Leading logarithms in N-flavour mesonic Chiral Perturbation Theory

TL;DR

This paper extends the calculation of leading logarithms in mesonic chiral perturbation theory for N flavors, providing high-loop order results for various physical quantities and analyzing flavor trace factors.

Contribution

It introduces higher-loop order calculations of leading logarithms in SU(N) chiral perturbation theory and analyzes flavor trace structures, extending previous work on nonlinear sigma models.

Findings

Leading logarithms computed up to six or seven loops for key quantities.

Explicit results for vector and scalar form factors and meson-meson scattering at five loops.

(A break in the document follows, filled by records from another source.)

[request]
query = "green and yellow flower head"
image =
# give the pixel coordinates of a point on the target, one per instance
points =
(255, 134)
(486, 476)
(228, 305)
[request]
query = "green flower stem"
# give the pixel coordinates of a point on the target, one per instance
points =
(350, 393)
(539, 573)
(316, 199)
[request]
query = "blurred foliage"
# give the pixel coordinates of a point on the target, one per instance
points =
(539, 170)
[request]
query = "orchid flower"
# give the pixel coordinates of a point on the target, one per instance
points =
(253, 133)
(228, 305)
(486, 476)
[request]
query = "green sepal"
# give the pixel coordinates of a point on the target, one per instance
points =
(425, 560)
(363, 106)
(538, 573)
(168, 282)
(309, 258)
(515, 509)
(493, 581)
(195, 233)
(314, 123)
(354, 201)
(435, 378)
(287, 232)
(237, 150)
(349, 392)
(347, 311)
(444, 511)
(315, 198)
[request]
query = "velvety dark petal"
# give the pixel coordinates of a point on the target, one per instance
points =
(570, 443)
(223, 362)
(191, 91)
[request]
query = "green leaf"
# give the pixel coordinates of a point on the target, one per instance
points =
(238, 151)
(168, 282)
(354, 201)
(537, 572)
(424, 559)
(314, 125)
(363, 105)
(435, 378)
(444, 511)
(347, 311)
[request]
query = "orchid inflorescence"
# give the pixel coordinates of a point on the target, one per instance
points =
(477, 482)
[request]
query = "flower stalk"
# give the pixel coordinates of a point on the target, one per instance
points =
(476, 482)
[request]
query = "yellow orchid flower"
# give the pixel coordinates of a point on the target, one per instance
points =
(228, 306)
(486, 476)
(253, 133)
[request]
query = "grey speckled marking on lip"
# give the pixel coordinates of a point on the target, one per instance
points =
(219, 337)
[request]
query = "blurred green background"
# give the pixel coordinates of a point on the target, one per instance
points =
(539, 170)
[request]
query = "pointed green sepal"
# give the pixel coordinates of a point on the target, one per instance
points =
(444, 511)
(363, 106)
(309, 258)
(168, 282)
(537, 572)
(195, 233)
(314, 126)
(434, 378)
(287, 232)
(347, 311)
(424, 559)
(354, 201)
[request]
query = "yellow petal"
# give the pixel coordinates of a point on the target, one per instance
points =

Elementary proof of flavor trace factor properties at each loop order.

Abstract

We extend earlier work on leading logarithms in the massive nonlinear O(n) sigma model to the case of SU(N)xSU(N)/SU(N) which coincides with mesonic chiral perturbation theory for N flavours of light quarks. We discuss the leading logarithms for the mass and decay constant to six loops and for the vacuum expectation value <\bar{q}q> to seven loops. For dynamical quantities the expressions grow extremely large much faster such that we only quote the leading logarithms to five loops for the vector and scalar form factor and for meson-meson scattering. The last quantity we consider is the vector-vector to meson-meson amplitude where we quote results up to four loops for a subset of quantities, in particular for the pion polarizabilities. As a side result we provide an elementary proof that the factors of N appearing at each loop order are odd or even depending on the order and the remaining traces over external flavours.